Diese führte insbesondere zur Beschreibung der Bewegung und des Aufenthaltsorts von Teilchen mittels Wellenfunktionen. Damit ergibt sich beispielsweise die Möglichkeit, dass Elektronen den anziehenden Coulomb-Kräften eines Atomkerns entkommen können, auch wenn sie eigentlich nicht über genug Energie verfügen. Es ist  dieser paradox erscheinende "Tunneleffekt", der für die Energieerzeugung im Innern der Sonne sorgt, hinter radioaktiven Zerfällen steht und seit Jahrzehnten in Biologie und Medizin in Form der Rastertunnelmikroskopie seine Anwendung findet.
 
Sind also auch die Quantenmechanik und der Tunneleffekt Arbeitsgebiete, "wo schon alles erforscht ist"? Wohl nicht ganz: Hiroshi Akagi vom Joint Laboratory for Attosecond Science der University of Ottawa und dem National Research Council sowie der Japan Atomic Energy Agency in Kyoto leitete ein internationales Team, das die Coulomb-Potentiale von Chlorwasserstoffmolekülen (HCl) durch einen genau abgestimmten Laserpuls deformierte. Dadurch wurde die elektrostatische Bindung von positiv geladenem Kern und den negativen Elektronen reduziert und diese während der Dauer der jeweiligen Experimente zum schnelleren tunneln angeregt.

Chlorwasserstoff wurde gewählt, weil sich hier die Beiträge der Elektronen aus verschiedenen Molekülorbitalen besonders gut unterscheiden lassen. Die Forscher berechneten, dass bis zu zehn Prozent der Elektronen nicht aus dem äußersten Molekülorbital stammt, sondern von dem nächst niedrigeren. Dieser Umstand muss somit bei bestimmten Anwendungen der Rastertunnelmikroskopie (RTM) berücksichtig werden. "Eine der faszinierenden Einsichten aus diesem Experiment ist, dass wir mehr als 80 Jahre nach der Entdeckung des Tunneleffekts immer noch Überraschungen finden können", erklärt Reinhard Dörner, Professor an der Goethe-Universität Frankfurt am Main und Mitglied der Forschergruppe.

Durch Beschuss von Molekülen mit Laserpulsen aus verschiedenen Richtungen und anschließender Messung des Tunnelstroms - "Molekulare RTM" - eröffnet sich demnach die Möglichkeit, die Form ihrer Elektronen-Orbitale untersuchen zu können.

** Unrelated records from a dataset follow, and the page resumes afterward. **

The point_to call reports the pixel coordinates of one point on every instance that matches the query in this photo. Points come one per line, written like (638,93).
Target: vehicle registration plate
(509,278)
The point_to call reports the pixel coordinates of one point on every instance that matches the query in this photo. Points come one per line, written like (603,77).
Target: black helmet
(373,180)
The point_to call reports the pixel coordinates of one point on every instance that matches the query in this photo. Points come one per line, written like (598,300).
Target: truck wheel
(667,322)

Dörner erläutert: "Bei Elektronenhüllen dominiert oft die Vorstellung diffuser Wolken, in der alle Elektronen gleich sind. Dieses Bild stimmt so nicht, wie das Experiment zeigt. Wenn man mittels Tunneleffekt diese Wolke in den tieferen Schichten 'anbohrt', zeigt sich, dass auch die tiefer gelegenen Orbitale eine reale eigenständige geometrische Struktur haben."

Quelle: Akagi, H. et al.: Laser Tunnel Ionization from Multiple Orbitals in HCl. In: Science 325, 1364-1367, 2009.